Lidl entered the US two years ago with a 36,000-square-foot store model that was significantly larger than the battle-tested box that had proven so successful throughout Europe. After these, Lidl opened development up to smaller footprints and a wider range of sites. The company opened a store inside the Staten Island Mall in December, and in January opened its first 25,000-square-foot store in Aberdeen, Maryland. Being able to scale down can help Lidl work its way into crowded markets where real estate is at a premium but foot traffic is high. With so many grocery stores dotting suburban markets across the U.S., urban markets, in particular, represent a growth opportunity for retailers.

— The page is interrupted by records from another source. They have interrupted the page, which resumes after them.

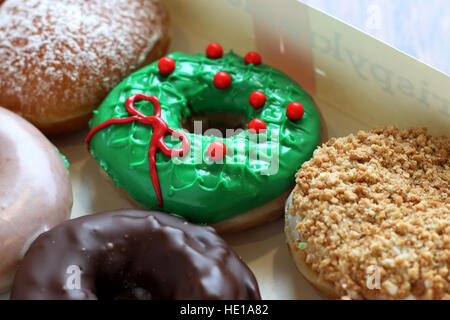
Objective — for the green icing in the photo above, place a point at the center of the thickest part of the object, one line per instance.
(204, 192)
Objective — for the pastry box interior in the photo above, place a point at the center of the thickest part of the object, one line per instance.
(357, 83)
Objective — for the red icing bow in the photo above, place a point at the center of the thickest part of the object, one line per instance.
(160, 129)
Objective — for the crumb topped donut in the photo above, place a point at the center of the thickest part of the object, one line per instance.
(369, 217)
(35, 190)
(59, 59)
(132, 254)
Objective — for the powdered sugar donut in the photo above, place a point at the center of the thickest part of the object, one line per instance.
(61, 58)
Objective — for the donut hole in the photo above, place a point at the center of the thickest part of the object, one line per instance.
(116, 288)
(218, 124)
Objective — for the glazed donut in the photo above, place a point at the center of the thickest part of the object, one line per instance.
(230, 182)
(61, 58)
(35, 190)
(132, 254)
(369, 217)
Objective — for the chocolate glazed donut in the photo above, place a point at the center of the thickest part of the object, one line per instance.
(125, 253)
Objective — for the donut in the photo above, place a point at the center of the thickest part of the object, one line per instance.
(231, 182)
(132, 254)
(369, 217)
(35, 190)
(61, 58)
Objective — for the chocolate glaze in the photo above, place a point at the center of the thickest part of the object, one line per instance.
(122, 250)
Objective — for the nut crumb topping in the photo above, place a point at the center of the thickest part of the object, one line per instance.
(374, 214)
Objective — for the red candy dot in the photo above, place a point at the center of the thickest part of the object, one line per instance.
(166, 65)
(257, 125)
(295, 111)
(222, 80)
(214, 50)
(252, 57)
(217, 150)
(257, 99)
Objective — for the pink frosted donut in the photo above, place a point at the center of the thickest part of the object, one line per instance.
(35, 190)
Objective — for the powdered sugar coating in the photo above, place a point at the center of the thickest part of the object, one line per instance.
(60, 53)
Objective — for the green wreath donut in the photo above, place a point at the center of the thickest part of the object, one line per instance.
(138, 140)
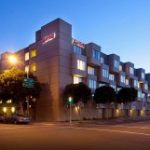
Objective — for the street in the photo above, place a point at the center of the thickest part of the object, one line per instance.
(51, 136)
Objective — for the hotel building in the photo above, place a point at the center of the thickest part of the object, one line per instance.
(57, 59)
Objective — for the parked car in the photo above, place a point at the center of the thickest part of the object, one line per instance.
(16, 119)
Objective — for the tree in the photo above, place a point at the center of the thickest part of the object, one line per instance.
(104, 95)
(79, 92)
(126, 95)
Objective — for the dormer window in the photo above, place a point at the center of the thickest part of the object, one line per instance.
(96, 54)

ALDI LOCAL AND OTHER COMPETITORS
Earlier this month, Aldi Sud debuted a city store brand called Aldi Local at a new 6,000-square-foot location in south London. The move raised the possibility of the hard discounter, which is in the midst of a five-year, $5.3 billion store makeover and expansion plan, eventually opening smaller stores in the U.S. Meanwhile, Whole Foods just opened a bodega-style store in New York City’s Chelsea neighborhood, while other chains like Target, Meijer and Dollar General have debuted scaled-down stores in recent months. With its recent acquisition of Best Market stores in the northeast, Lidl showed it’s open to a variety of expansion paths. Successfully converting those locations to the discounter’s exacting standards, however, is by no means guaranteed.

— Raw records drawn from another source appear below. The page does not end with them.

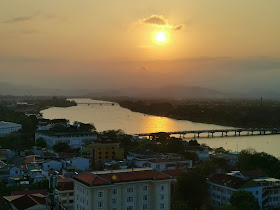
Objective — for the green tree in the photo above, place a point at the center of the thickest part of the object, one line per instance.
(41, 143)
(61, 147)
(244, 200)
(192, 188)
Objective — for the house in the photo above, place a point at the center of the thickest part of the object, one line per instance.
(64, 192)
(7, 128)
(15, 172)
(37, 175)
(52, 164)
(100, 152)
(169, 164)
(146, 158)
(33, 159)
(222, 186)
(202, 152)
(28, 202)
(80, 163)
(63, 134)
(129, 189)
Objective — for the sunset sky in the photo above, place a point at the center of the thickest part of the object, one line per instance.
(112, 43)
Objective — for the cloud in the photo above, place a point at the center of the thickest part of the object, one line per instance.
(19, 19)
(159, 20)
(155, 20)
(178, 27)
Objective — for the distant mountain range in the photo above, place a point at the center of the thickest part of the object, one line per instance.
(175, 91)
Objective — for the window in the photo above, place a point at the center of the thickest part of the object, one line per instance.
(100, 194)
(145, 188)
(114, 191)
(129, 199)
(129, 189)
(145, 197)
(99, 204)
(162, 187)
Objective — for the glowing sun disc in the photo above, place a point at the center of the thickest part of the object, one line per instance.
(160, 37)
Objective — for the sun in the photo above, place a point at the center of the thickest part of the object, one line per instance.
(160, 37)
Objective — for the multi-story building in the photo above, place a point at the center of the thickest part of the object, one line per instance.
(222, 186)
(64, 193)
(100, 152)
(271, 192)
(75, 138)
(127, 189)
(8, 128)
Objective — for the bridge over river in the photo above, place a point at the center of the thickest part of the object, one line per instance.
(220, 132)
(97, 103)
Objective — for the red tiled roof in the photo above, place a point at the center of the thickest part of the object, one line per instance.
(64, 186)
(175, 172)
(102, 179)
(29, 192)
(227, 180)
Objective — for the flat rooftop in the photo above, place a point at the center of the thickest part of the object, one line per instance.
(8, 124)
(122, 171)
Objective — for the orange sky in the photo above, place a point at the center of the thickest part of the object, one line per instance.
(112, 43)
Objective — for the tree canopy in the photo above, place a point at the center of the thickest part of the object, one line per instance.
(244, 200)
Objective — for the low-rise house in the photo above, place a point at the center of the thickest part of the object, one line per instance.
(202, 152)
(52, 164)
(28, 202)
(141, 153)
(170, 164)
(33, 159)
(7, 128)
(80, 163)
(64, 193)
(37, 175)
(16, 172)
(230, 157)
(6, 155)
(123, 189)
(100, 152)
(222, 186)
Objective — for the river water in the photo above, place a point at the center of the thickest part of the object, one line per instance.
(108, 117)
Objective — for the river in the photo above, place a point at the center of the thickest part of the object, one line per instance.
(108, 117)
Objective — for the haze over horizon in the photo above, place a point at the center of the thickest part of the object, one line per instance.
(227, 46)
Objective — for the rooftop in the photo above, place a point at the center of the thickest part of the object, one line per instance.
(26, 201)
(228, 180)
(127, 175)
(8, 124)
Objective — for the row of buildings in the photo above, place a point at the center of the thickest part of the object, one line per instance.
(265, 189)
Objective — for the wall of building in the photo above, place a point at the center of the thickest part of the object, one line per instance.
(151, 194)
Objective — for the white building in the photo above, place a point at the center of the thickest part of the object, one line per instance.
(8, 128)
(75, 139)
(123, 190)
(80, 163)
(52, 164)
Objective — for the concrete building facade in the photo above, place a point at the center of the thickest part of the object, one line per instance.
(123, 190)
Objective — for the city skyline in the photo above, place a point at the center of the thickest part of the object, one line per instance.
(221, 45)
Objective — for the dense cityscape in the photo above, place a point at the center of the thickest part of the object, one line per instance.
(55, 164)
(139, 105)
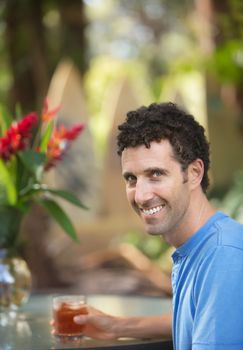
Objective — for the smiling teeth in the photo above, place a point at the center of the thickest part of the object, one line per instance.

LIDL EXPRESS: A STEP TOWARDS CONVENIENCE GROCERY
At the very least, Lidl Express provides a showroom to test new products and an opportunity for employees to move its thinking outside the office and into a live store. Whole Foods, Hy-Vee, Aldi, and now Lidl are but a few grocery retailers testing the success of convenience-style store formats. Without abandoning fresh food items and traditional grocery goods, major chains are guiding the industry in a new direction—but is it a path toward victory or a dead-end? Unlike the other three retailers’ stores, Lidl’s new Lidl Express, while open for business, will only be available to shoppers at its Arlington, Virginia-based headquarters, with no plans of expansion anytime soon. The new convenience-sized store is only 1,000 square feet and is Arlington’s first Lidl.